Жаворонкова посмотрела на стол. Здесь выдержка ее ослабила свои тормоза, вновь охватила надежда самой проникнуть в тайну шифра. Глаза ее вспыхнули? Испытывая глубокое волнение, приблизилась к столу. Не решаясь взглянуть на Бубасова, она взяла бумаги, прижала их к груди и поспешила из комнаты, сопровождаемая его тяжелым взглядом.

Очутившись в неосвещенном коридоре, она прислушалась. В доме стояла глубокая тишина. Пробираясь на кухню, Жаворонкова отделила от пачки несколько листов и, быстро сложив их, торопливо спрятала под платьем на груди. Она действовала словно в каком-то забытьи. Машинально включила на кухне свет и бросила бумаги на шесток большой русской печи. Дрожащими руками чиркнула спичку. Небольшой костер вспыхнул, и синеватые струйки потянулись в черную пасть дымохода.
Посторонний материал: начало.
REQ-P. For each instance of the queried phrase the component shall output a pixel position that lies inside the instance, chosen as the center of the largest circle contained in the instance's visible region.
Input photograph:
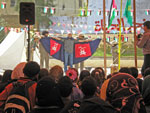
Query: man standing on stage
(44, 56)
(34, 45)
(144, 42)
(81, 64)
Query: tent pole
(104, 37)
(135, 40)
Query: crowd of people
(31, 89)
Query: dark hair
(56, 72)
(6, 76)
(101, 69)
(83, 74)
(125, 70)
(147, 72)
(147, 24)
(65, 86)
(89, 86)
(134, 72)
(31, 69)
(47, 93)
(45, 32)
(43, 72)
(139, 81)
(98, 76)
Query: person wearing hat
(33, 46)
(44, 56)
(81, 64)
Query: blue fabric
(60, 54)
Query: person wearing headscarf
(123, 94)
(18, 71)
(6, 79)
(48, 97)
(77, 94)
(146, 92)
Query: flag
(128, 13)
(56, 49)
(112, 13)
(82, 50)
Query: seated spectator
(30, 71)
(65, 87)
(43, 73)
(56, 73)
(134, 72)
(102, 71)
(146, 92)
(123, 94)
(147, 72)
(72, 73)
(48, 97)
(98, 76)
(125, 70)
(83, 74)
(6, 79)
(91, 104)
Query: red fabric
(82, 50)
(5, 93)
(54, 47)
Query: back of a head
(31, 69)
(134, 72)
(125, 70)
(101, 70)
(56, 72)
(147, 24)
(89, 86)
(43, 73)
(45, 32)
(18, 71)
(72, 73)
(6, 76)
(98, 76)
(83, 74)
(147, 72)
(47, 93)
(65, 86)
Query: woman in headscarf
(123, 94)
(18, 71)
(48, 97)
(146, 92)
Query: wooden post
(135, 40)
(104, 38)
(119, 48)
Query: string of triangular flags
(89, 12)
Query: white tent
(11, 50)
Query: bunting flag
(82, 51)
(112, 14)
(128, 13)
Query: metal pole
(28, 59)
(119, 48)
(135, 40)
(104, 38)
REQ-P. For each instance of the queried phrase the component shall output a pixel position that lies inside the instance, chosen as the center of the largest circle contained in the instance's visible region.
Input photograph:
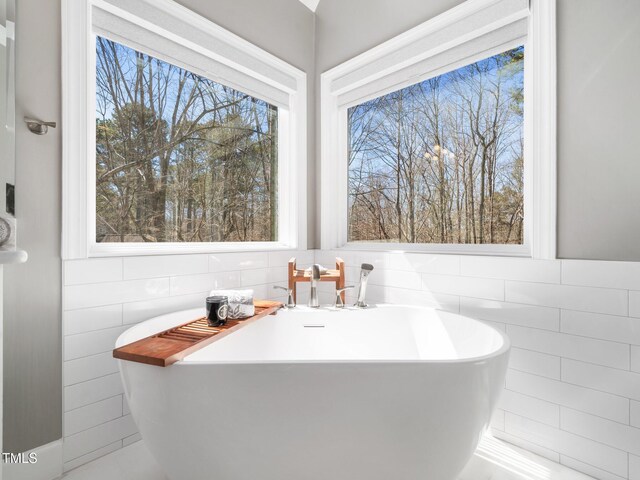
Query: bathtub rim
(504, 348)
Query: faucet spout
(365, 271)
(315, 278)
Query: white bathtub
(390, 392)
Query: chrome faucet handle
(339, 302)
(290, 303)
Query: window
(179, 157)
(441, 161)
(442, 139)
(180, 137)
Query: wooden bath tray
(170, 346)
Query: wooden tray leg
(340, 283)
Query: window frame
(248, 61)
(539, 128)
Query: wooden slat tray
(170, 346)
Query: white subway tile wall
(572, 392)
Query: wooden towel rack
(336, 276)
(169, 346)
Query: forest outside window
(180, 157)
(441, 161)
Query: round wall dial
(5, 231)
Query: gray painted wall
(599, 129)
(32, 299)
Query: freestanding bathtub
(388, 392)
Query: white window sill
(441, 249)
(132, 249)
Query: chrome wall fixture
(38, 126)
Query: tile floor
(494, 460)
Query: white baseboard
(48, 466)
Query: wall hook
(38, 126)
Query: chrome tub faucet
(290, 303)
(365, 271)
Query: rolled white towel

Жаворонкова не слышала шагов Бубасова. Только вздрогнула, услышав сказанное им:

— Пошевелить надо…

Не оборачиваясь, она взяла на шестке небольшую проволочку и стала ворошить пепел, наклоняясь к огню. Ей нестерпимо жгло щеки, но она не решалась расправить спину.

— Спалишь волосы, — насмешливо прозвучало над ухом.

Она инстинктивно откинула назад опустившиеся к щекам волосы. В этот момент Бубасов рукой нащупал спрятанные у нее на груди под платьем бумаги.

Резким движением Жаворонкова вывернулась и очутилась в узком пространстве между стеной и печкой, лицом к лицу со взбешенным Бубасовым. Он еще не в состоянии был что-то говорить и только издавал рычание. Наконец у него вырвалось:

— Ты, подлая, предала нас!

Похолодевшими руками Бубасов схватил Жаворонкову за воротник и рванул, разрывая платье до пояса. Выпали на пол испещренные значками листы бумаги. Бубасов хотел было нагнуться за ними, но подался к Жаворонковой и в ужасе крикнул ей в лицо:

— Где Георгий?! Где мой сын?!

Она с силой оттолкнула его к маленькому столику у стены, проговорила спокойно и твердо:

— Ни вам, господин Бубасов, ни Георгию не место на нашей земле!..

И этим было сказано все. Пальцы задыхающегося от злобы, ненависти и страха Бубасова легли за спиной на что-то тяжелое — электрический утюг. Швырнул его, метя в голову Жаворонковой. Она не успела нагнуться. Удар пришелся по виску. Вскрикнув, Аня упала. Рука Бубасова невольно потянулась в боковой карман пиджака за пистолетом. Глядя на залитое кровью лицо Жаворонковой, он хотел теперь одного: бежать скорей из этого дома, из этой страны… Но было поздно…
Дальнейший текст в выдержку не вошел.